L’occidente è così miope che si oppone a tali flussi come se la loro pericolosità fosse superiore allo scatenamento di una rivoluzione politica che rimetta in discussione i rapporti di dipendenza economica, sia che questa rivoluzione finisca col diventare anticapitalistica, sia invece che porti a una nuova ripartizione imperialista delle risorse mondiali.

Tra l’altro l’opposizione ai flussi non caratterizza tanto i ceti benestanti, che anzi se ne servono per sfruttare manodopera disposta a qualunque tipo di lavoro e di salario, quanto piuttosto il ceto politico che, per dimostrare la propria ragion d’essere, ha sempre bisogno di identificare un nemico contro cui combattere, o comunque è più disposta, temendo di perdere il necessario consenso, a fare da cassa di risonanza per quei ceti, largamente maggioritari, che da un lato si sentono minacciati (nel lavoro, nella cultura, nella religione ecc.) dai nuovi concorrenti stranieri e, dall’altro, non hanno mezzi o non sono nelle condizioni ideali per poterli sfruttare.

Quali potrebbero essere, è da chiedersi, gli scenari venturi?

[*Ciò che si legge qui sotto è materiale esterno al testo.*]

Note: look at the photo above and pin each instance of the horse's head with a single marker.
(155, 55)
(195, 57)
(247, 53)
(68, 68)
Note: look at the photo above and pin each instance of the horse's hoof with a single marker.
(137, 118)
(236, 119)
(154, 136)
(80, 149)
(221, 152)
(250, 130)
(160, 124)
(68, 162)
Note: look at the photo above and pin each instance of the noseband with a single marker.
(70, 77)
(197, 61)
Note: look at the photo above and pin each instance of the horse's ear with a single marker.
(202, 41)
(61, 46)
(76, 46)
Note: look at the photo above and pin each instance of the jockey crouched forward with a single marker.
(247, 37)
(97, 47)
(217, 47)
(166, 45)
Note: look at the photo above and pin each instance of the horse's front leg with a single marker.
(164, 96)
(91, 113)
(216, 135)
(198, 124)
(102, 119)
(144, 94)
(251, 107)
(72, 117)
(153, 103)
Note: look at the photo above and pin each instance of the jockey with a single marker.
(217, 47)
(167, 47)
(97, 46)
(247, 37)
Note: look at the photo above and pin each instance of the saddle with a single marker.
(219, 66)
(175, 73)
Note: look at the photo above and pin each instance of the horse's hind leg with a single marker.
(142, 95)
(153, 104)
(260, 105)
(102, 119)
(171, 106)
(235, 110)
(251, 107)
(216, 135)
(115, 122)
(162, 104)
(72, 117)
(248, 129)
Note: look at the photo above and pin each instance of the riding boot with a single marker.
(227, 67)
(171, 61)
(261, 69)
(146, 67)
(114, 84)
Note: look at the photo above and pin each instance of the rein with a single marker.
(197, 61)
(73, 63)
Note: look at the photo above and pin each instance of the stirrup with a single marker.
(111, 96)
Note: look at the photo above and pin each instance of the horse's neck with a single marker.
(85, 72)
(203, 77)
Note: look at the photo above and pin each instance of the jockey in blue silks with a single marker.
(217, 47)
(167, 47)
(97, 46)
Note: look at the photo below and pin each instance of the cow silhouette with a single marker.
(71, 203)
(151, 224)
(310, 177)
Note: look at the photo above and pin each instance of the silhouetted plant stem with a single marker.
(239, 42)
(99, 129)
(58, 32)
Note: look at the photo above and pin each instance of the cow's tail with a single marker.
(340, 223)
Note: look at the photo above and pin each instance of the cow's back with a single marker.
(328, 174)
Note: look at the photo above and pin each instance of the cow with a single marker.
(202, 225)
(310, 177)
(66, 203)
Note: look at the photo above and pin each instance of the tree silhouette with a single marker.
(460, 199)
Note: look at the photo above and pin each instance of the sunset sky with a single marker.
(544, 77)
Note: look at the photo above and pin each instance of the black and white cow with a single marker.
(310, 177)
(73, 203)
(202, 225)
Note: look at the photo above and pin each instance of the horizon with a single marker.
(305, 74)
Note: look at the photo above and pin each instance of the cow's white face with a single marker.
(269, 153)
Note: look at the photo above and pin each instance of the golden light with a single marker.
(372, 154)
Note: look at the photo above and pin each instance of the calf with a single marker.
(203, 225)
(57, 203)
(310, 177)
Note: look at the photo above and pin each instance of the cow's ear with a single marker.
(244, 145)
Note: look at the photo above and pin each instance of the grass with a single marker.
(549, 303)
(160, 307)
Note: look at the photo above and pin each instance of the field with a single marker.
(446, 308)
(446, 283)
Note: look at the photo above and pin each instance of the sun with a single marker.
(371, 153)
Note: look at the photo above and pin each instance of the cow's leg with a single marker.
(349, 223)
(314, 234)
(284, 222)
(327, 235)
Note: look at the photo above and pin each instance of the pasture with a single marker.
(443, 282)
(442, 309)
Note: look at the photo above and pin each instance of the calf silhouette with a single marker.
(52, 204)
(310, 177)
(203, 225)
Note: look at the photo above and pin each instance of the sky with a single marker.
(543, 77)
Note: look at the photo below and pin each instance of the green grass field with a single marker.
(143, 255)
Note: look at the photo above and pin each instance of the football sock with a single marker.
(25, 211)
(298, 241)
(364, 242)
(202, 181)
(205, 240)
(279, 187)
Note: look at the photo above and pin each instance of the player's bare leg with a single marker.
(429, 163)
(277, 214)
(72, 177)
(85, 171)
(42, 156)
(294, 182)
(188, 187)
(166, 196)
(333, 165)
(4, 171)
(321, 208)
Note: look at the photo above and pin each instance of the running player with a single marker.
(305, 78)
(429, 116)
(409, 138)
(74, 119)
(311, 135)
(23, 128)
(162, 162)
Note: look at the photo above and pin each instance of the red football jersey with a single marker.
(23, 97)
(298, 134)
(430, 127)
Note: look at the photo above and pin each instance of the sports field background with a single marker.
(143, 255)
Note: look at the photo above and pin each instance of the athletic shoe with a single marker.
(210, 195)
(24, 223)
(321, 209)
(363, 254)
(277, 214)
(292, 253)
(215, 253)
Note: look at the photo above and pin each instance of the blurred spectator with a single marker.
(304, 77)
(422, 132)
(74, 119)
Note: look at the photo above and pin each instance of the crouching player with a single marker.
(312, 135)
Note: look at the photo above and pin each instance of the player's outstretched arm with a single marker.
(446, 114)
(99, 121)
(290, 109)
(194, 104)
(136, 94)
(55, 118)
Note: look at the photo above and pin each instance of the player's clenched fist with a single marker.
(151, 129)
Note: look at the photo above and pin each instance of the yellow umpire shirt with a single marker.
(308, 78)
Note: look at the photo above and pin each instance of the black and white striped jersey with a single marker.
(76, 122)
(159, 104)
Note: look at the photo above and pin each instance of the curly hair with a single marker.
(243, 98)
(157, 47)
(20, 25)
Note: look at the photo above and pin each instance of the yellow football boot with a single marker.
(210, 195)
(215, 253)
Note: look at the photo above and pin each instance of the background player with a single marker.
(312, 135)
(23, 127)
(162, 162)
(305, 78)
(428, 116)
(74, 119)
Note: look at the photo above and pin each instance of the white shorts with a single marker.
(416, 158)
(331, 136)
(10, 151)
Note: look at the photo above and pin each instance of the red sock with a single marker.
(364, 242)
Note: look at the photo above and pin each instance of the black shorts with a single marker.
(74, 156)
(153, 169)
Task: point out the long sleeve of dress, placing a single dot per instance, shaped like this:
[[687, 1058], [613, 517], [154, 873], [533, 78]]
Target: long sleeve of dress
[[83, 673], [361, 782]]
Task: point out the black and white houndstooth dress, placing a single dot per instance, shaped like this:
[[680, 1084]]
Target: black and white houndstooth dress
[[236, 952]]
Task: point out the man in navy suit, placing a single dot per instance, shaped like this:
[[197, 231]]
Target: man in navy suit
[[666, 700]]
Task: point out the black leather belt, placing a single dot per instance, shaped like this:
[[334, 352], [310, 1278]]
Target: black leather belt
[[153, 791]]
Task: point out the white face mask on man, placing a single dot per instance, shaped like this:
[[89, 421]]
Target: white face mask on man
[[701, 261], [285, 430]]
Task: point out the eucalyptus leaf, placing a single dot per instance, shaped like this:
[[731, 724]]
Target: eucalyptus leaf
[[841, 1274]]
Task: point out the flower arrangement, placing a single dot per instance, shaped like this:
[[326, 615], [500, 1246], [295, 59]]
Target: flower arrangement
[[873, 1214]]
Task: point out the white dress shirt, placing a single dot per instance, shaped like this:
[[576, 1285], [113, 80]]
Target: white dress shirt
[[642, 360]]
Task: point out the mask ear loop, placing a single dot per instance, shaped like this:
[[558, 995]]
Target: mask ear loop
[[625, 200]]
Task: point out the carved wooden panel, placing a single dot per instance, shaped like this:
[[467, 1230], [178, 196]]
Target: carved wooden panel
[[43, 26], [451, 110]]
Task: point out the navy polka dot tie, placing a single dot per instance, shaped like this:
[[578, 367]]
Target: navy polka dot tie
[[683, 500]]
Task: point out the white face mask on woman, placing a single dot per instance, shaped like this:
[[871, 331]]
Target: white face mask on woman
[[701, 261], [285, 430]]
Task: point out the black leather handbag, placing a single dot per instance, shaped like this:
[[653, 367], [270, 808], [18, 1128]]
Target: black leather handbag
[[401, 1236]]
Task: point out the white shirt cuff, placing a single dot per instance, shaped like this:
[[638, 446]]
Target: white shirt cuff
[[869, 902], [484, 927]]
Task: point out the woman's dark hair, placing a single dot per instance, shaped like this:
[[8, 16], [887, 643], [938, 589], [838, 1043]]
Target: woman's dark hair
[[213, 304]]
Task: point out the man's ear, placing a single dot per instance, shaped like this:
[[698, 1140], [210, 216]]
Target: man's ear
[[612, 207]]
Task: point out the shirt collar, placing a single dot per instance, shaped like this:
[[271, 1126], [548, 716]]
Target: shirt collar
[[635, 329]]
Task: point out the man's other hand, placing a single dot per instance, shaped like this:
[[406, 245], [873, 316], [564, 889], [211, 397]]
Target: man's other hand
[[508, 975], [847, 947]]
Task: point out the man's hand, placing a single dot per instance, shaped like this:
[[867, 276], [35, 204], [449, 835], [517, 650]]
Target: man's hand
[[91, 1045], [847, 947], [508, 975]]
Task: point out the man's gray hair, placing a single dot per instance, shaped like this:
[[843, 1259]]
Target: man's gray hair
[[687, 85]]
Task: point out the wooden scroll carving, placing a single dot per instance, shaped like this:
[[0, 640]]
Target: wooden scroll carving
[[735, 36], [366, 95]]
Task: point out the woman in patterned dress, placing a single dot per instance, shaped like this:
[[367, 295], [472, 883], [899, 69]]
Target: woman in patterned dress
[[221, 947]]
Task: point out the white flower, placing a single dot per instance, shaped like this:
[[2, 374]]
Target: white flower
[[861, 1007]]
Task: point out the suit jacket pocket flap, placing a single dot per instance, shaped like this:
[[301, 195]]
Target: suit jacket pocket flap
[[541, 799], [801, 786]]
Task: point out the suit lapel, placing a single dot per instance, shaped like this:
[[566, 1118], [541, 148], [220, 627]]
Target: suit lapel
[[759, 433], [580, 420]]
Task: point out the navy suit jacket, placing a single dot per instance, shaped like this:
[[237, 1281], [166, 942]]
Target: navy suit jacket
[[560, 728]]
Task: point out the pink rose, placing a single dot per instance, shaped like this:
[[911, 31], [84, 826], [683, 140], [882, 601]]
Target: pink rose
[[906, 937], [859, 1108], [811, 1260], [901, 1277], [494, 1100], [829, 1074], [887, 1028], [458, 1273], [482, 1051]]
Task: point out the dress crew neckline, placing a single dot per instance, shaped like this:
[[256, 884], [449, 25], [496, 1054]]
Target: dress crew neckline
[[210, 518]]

bancarotta di nazioni terzomondiali con conseguente bancarotta di istituti finanziari occidentali;

aumento considerevole di flussi migratori da Sud verso Nord;

tentativi da parte dei paesi emergenti di diventare paesi capitalisti avanzati – rischi di guerra regionale o addirittura mondiale,

 tentativi di coalizzazioni da parte di aree geografiche terzomondiali in funzione anti-occidentale;

tentativi di rivoluzioni politiche a indirizzo social-comunista in nazioni terzomondiali;

affermazione dell’idea secondo cui il crollo del socialismo reale costituisce un fattore di progresso verso lo sviluppo di un socialismo democratico economicamente alternativo al capitalismo;

sviluppo progressivo dell’idea di sfruttamento dell’uomo sull’uomo e dell’uomo sulla natura in forza della necessità di una transizione dal capitalismo (nella sua fase imperialistica) a una forma di socialismo di nuova generazione, che mentre in economia presenta forme di capitalismo, in politica invece afferma la dittatura di partito – è l’esperienza cinese.